The 2010 census showed Richmond County's population barely changed in 10 years, but that doesn't mean its voting districts will stay the same.
Places that lagged behind the state's 18.3 percent growth rate -- Richmond County grew only 0.4 percent -- also fell behind in the population needed for a state Senate or House seat. That means areas, including Richmond County's urban center, could lose some representation.
"Those places that have not grown as fast will have to add geographic area to their districts," said state Rep.

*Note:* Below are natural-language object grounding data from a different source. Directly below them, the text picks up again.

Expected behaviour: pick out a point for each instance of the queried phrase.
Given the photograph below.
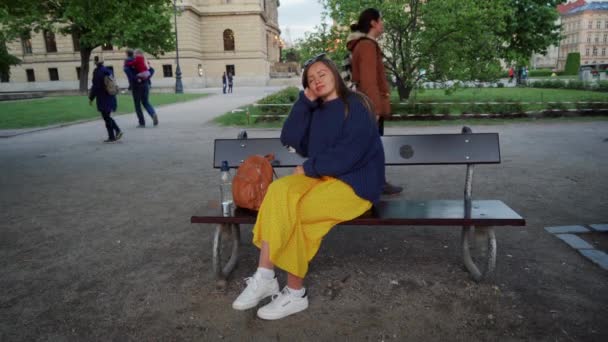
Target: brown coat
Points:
(369, 75)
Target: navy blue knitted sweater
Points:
(344, 147)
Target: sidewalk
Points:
(213, 106)
(96, 242)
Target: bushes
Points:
(552, 84)
(572, 84)
(602, 86)
(540, 73)
(573, 63)
(285, 96)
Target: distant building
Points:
(238, 36)
(584, 30)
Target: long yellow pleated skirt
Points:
(297, 212)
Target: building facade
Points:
(214, 36)
(585, 30)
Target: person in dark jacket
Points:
(368, 70)
(342, 177)
(140, 89)
(106, 103)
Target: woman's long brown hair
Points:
(341, 88)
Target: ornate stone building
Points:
(585, 30)
(241, 36)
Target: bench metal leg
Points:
(225, 241)
(479, 248)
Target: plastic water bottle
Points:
(226, 189)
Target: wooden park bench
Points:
(476, 217)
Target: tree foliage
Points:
(441, 40)
(573, 63)
(142, 23)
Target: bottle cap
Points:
(225, 166)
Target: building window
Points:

Roger Lane, the chairman of the House Legislative and Congressional Reapportionment committee, which will oversee redrawing of districts in Georgia.
Augusta's urban voting districts in particular have lost population, and expanding them into outlying suburbs could affect their racial makeup.

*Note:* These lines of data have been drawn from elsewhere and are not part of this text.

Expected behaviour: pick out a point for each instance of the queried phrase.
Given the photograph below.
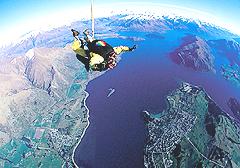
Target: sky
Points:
(21, 16)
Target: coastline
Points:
(88, 123)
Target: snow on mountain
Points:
(151, 18)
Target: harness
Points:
(106, 51)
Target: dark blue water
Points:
(116, 135)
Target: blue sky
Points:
(22, 15)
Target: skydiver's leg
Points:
(118, 50)
(87, 37)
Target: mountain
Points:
(194, 53)
(234, 105)
(42, 105)
(110, 26)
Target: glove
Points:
(75, 33)
(132, 48)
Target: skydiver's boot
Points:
(75, 33)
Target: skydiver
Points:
(101, 56)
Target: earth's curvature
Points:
(176, 100)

Census figures show Georgia's population was 9,687,653 in 2010. That means a state Senate district should now contain, on average, about 173,000 people and a House district about 54,000.
Richmond County's voting districts are all below those averages. In the urban core, three House districts, 119, 121 and 122, and Senate District 22 lagged by as much as 14 percent to 25 percent. Those House districts are on Augusta's north and east sides and are represented by Barbara Sims, Wayne Howard and Earnest Smith. The Senate district, covering the urban part of the county, is represented by Hardie Davis.

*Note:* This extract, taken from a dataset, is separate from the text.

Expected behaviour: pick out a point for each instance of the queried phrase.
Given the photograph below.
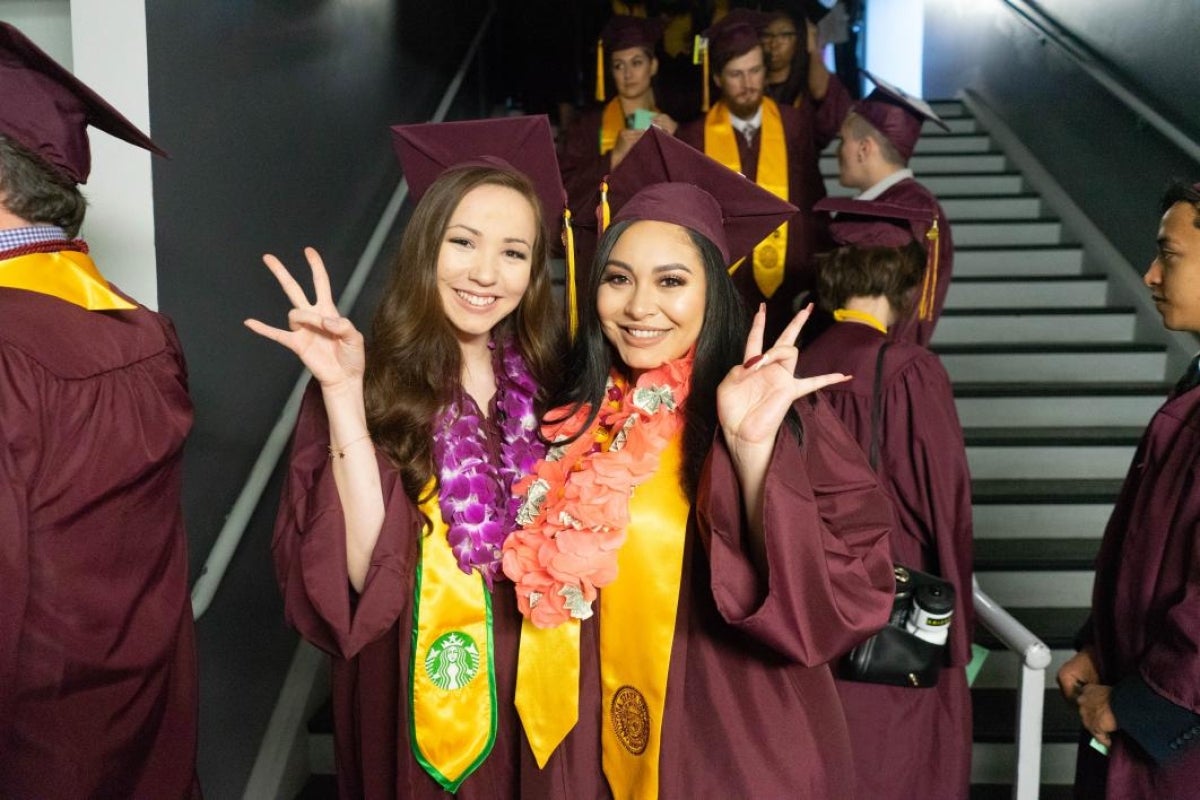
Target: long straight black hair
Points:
(720, 344)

The General Assembly will meet in a special session this summer to approve new voting districts, Lane said. Before that, public hearings will be held on proposed redistricting.
The goal for redistricting, starting out, is to have each district contain about the same population, Lane said. Population can vary as much as 5 percent if there's a justifiable reason.
However, legislators must avoid losing a black voting district when they redraw lines, to comply with the federal Voting Rights Act of 1965, Lane said. That can be difficult in Georgia's majority-black inner cities, where population has declined and where surrounding suburbs are white.
"If you go outside the city now and grab a section of the suburbs, you're not necessarily going to grab a minority population," Lane said.
In the suburbs of Columbia County, House districts have 13 percent and 19 percent more population than an average seat should have. Demographically they are white, by three to one. By contrast, four out of five of Richmond County's House districts are majority black.
Charles Bullock, a political science professor at the University of Georgia, said redistricting could try to follow any black population that's moved into the suburbs.
"If the population simply isn't there, you can't create people, though," he said.
Theoretically, three black districts could be consolidated into two black districts or a majority-black district could become a majority-white district, Bullock said, but he's never seen that happen in Georgia.